Она одарила его прищуренным взглядом.

— А ты набрался смелости, Рис. Откуда взялось у тебя это бесстрашие перед твоей королевой?

Рис шагнул ближе к зеркалу, удерживая ее взгляд и практически закрывая ей обзор, чтобы Гален мог высвободить волосы Китто из крошечной ручки Гвенвифар, чтобы гоблин вернулся к роли неподвижного предмета мебели и, надо надеяться, миновал внимания королевы.

— Не думаю, что я бесстрашен, моя королева, просто понимаю лучше прежнего, насколько ценны те, кто меня окружают.

— Что это значит, Рис?

— Тебе известна моя ненависть к гоблинам.

— Известна, но этот, похоже, заслужил твое расположение. Как?

Эймон возле нее был чрезвычайно тих, словно вообще предпочел бы уйти, если бы считал, что это не привлечет внимание Андаис. Она делала вид, что вменяема, но ее ближайшая и самая большая любовь вел себя, как кролик в траве, надеющийся, что лиса не найдет его, если он будет вести себя тихо.

— Именно Китто бегал по магазинам, докупая колыбельку, одеяла, игрушки — все необходимое, когда стало известно, что мы ожидаем тройню, а не двойняшек.
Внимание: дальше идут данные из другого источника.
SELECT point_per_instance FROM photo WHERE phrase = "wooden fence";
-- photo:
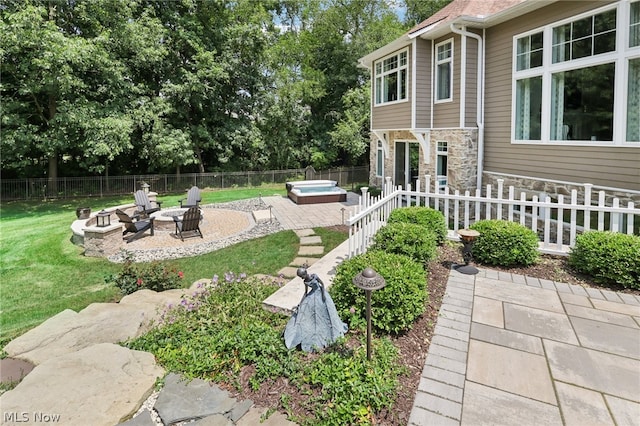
(99, 186)
(556, 221)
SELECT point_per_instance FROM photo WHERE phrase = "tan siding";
(607, 166)
(447, 114)
(395, 116)
(423, 83)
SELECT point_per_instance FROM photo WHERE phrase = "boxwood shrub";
(395, 307)
(407, 238)
(427, 217)
(608, 257)
(504, 243)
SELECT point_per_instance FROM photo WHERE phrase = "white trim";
(414, 90)
(382, 136)
(463, 78)
(423, 136)
(451, 73)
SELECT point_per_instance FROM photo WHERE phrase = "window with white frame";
(572, 70)
(380, 160)
(442, 151)
(391, 78)
(444, 71)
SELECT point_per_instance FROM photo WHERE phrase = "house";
(543, 94)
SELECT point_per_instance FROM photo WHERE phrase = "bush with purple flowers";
(153, 276)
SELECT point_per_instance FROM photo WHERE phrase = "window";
(441, 164)
(568, 84)
(585, 37)
(634, 25)
(633, 101)
(529, 53)
(582, 104)
(444, 71)
(391, 78)
(380, 160)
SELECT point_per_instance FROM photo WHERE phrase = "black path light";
(369, 280)
(467, 236)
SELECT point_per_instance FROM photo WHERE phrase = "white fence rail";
(557, 222)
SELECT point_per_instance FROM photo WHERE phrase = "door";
(406, 163)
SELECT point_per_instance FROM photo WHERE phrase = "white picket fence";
(461, 210)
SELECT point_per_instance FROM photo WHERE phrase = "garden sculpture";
(315, 323)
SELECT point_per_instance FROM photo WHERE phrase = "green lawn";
(42, 272)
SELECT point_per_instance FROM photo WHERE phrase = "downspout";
(479, 98)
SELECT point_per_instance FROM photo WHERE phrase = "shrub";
(427, 217)
(395, 307)
(154, 276)
(504, 243)
(406, 238)
(608, 257)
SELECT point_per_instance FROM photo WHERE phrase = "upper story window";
(576, 81)
(634, 25)
(444, 71)
(391, 78)
(585, 37)
(529, 52)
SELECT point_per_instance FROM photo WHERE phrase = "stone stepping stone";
(288, 272)
(304, 232)
(310, 250)
(299, 261)
(69, 331)
(13, 370)
(181, 401)
(310, 240)
(261, 216)
(103, 384)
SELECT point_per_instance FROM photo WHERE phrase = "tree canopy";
(150, 86)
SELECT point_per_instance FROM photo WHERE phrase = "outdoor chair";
(137, 228)
(144, 205)
(193, 198)
(189, 222)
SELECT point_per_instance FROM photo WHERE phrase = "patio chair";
(193, 198)
(144, 205)
(189, 222)
(136, 228)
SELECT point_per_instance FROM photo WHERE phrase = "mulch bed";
(414, 344)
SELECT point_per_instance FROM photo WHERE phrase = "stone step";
(102, 384)
(310, 250)
(310, 240)
(304, 232)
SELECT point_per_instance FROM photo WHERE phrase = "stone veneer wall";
(462, 157)
(535, 186)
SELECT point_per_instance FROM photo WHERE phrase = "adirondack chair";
(189, 222)
(193, 198)
(144, 205)
(137, 228)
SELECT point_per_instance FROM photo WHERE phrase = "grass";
(43, 273)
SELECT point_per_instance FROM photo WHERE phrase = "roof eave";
(367, 60)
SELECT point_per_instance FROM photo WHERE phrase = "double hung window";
(391, 78)
(444, 71)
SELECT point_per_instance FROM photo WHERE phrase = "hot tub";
(315, 191)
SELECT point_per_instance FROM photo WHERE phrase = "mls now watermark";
(30, 417)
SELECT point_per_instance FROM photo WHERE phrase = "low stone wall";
(534, 186)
Он позаботился, чтобы к нашему возвращению домой все было готово для малышей, и чтобы Мерри ни в чем не нуждалась.

— Как и полагается любому хорошему слуге, — заметила Андаис.

— Да, но Китто помогал ухаживать за детьми не из чувства долга, а по любви.

— Любовь, — из ее уст это слово звучало неприятно. — Гоблины не понимают любви к чему-то столь маленькому и беспомощному. Новорожденные сидхи для гоблинов деликатес, тебе это известно лучше остальных в этой комнате, кроме разве что моего Мрака. Они не застали последнюю Великую Войну с гоблинами, но вы-то с ним знаете, на что они способны.

Рис взглянул на Дойла, а затем вновь повернулся к зеркалу. Я не видела его лица, но голос его был ожесточенным и горьким:

— А теперь, моя королева, припомни, что я был рядом с тобой. Я помню, что не все зверства были делом рук гоблинов.

— Мы не пожирали их детей, — сказала она. Ее глаза потемнели, и в них появился первый отблеск ее пробуждающейся силы. Это так же могло быть признаком злости или даже тревоги, но обычно означало именно пробуждение магии.

— Нет, мясо гоблинов, как правило, слишком горькое на вкус, — ответил он, и в его голосе теперь была слышна неотвратимость. Он отбросил попытки утихомирить ее. Это просто было правдой, мой юморист Рис предпочел откровенность юмору, такую откровенность, которую члены королевской семьи не всегда приветствуют.

Я была шокирована, потому что не знала, что мои близкие, сидхи, пробовали мясо гоблинов, раз в курсе, горькое оно или сладкое. Я поднесла Брилуэн ближе к своему лицу, вдыхая ее сладкий аромат чистоты, спрятав лицо, потому что прямо сейчас не была уверена, что смогу сохранить нейтральное выражение.

Брилуэн распахнула свои огромные миндалевидные глаза, глубокие океаны, и я почувствовала словно проваливаюсь в них. Мне буквально пришлось выбираться на берег. Я опустила малышку от своего лица, избегая смотреть ей прямо в глаза. Это не было гламуром, это была ее сила, нашей маленькой корнуэльской Розы. Насколько она сильна, и как нам научить ее не использовать свою силу волей-неволей? Как объяснить новорожденному, что такое злоупотребление магией?